The Australian National University
The ANU China Institute
document location: http://chinainstitute.anu.edu.au/events/conferences.php
Conferences
Past Conferences
China’s Rural Development: Gender Politics, Social Equity and Citizenship
August 14-15, 2009
The Australian National University, Canberra

Registration now closed.

Rural China is experiencing rapid and far reaching changes precipitated by global, national and local development interventions. While not downgrading the pursuit of aggregate economic growth, in 2003 Hu Jintao and Wen Jiabao committed their regime to a socially just, 'people centred', sustainable rural development paradigm that hinged on upgrading physical and social infrastructure, commercialization of agriculture and urbanization. More recently, in response to global financial crisis and recession, the leadership has proposed to sustain the country’s economy and forestall social instability with a 4 trillion yuan stimulus package intended to boost consumption and provide employment to a growing population of laid-off migrant workers and landless farmers. The World Bank and China's National Development and Reform Commission and Ministry of Agriculture have cautioned that an even larger investment is needed to fund ecologically viable energy generation, social and medical insurance and education in the countryside. In addition, critics of China's rural development paradigm warn that it is exacerbating, rather than ameliorating, rural-urban, regional and social disparities.

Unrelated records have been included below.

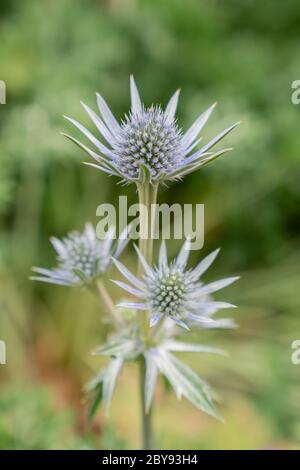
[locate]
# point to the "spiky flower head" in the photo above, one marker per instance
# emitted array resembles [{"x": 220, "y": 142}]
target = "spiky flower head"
[
  {"x": 147, "y": 138},
  {"x": 81, "y": 257},
  {"x": 172, "y": 291}
]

This conference will address why gender gaps in rural political representation, income, employment, health and welfare have not closed, and indeed continue to increase, despite decades of rural development interventions and women’s growing presence as participants in, and objects of that development. It will also consider how gender politics shape the concepts, processes and practices linking China’s rural development paradigm and growth model, and how rural development and growth, in turn, alter gender politics, social equity and citizenship in China’s countryside.